I nearly choked on my shredded wheat. My mother hadn't made my school lunch since the second day of kindergarten.

This morning she was in full uniform, wearing a purple caftan and a red burnoose, which was a hooded thing that draped over her head and shoulders. Her eyes were outlined heavily with black and she had a gold snake bracelet high up on one bare arm.

“Lunch?” I looked warily at the brown paper bag she held.

“Yes, as long as I was making lunch for Cleo, I thought I should make yours as well.”

“You made Cleopatra lunch?” I asked.

“Of course I made Cleo lunch. You didn't expect to feed the baby in the school cafeteria, did you?” She dropped a second brown bag onto the table, then tousled my hair. “What would you get her, silly? Tuna surprise?
Now, what sort of a grade would you get with that?”

This was all making my head spin. My mother had never taken such an interest in my schoolwork before.

“By the way,” she added, “where
is
your sister?”

“My sister? I thought she was my baby.”


Your
baby?” She laughed. “Bertram Hooks, you're an eighth-grade boy. The school couldn't possibly expect
you
to have a baby. So she must be your sister. Now, where is she?”

“Uh . . . in my knapsack.”

“Well, that just won't do. She needs fresh air. Carry her to school. I'm sure your teacher will be watching for little things like that. Then I'll run out this afternoon and buy you one of those dear little papoose holders so you can strap her to your chest.”

“Dad!” I ran from the kitchen.

I caught my father hurrying from the bathroom, buttoning his shirt with one hand, combing his blond hair with the other, all the while talking into a cell phone tucked between his shoulder and his ear. My father was tall, like my mother and me, and thin, like my mother, unlike me. It was as though two string beans had somehow given birth to a butternut squash. I guess being “stocky,” as the clothing saleswoman so tactfully put it, was an occupational hazard of cooking.

“No, you're wrong,” he was saying into the cell phone. “It's 14.2359 percent.”

“Dad!”

He held up a hand for me to wait. “I triple-checked the figures myself,” he said. “If we use 14.235
8
percent, then we might as well start selling gambler's insurance to lottery players.”

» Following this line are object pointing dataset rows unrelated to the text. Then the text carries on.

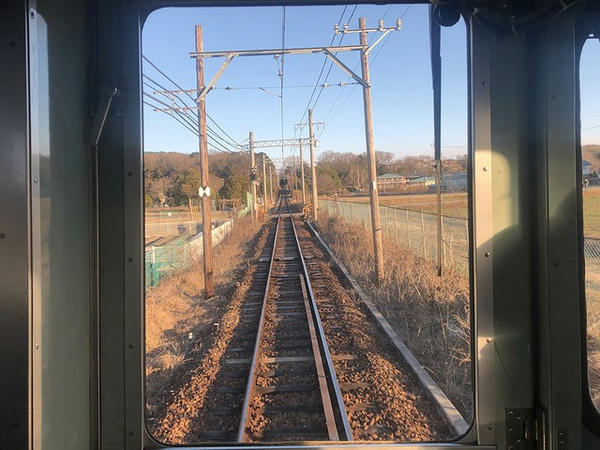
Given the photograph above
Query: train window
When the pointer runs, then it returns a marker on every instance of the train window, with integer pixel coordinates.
(590, 185)
(299, 285)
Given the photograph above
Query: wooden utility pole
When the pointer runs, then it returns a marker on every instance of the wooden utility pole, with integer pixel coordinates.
(302, 172)
(271, 186)
(372, 164)
(252, 175)
(204, 191)
(313, 169)
(265, 183)
(436, 75)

My father was the head actuary at an insurance company. That meant he calculated the odds on weird things like, what were the chances that a left-handed Eskimo in a red turtleneck was going to get hit by a yellow 1990 Volkswagen driven by a Norwegian sailor on shore leave?

“Dad!” I tugged on his shirttail. “I've got to talk to you
now
! It's Mom,” I said. “And it's an emergency.”

“Look, Jim, I'll call you later,” he said. “I've got something very important going on here.” He clicked the button and gave me a tired smile. He was probably up most of the night again, suspended between his laptop and his cell phone.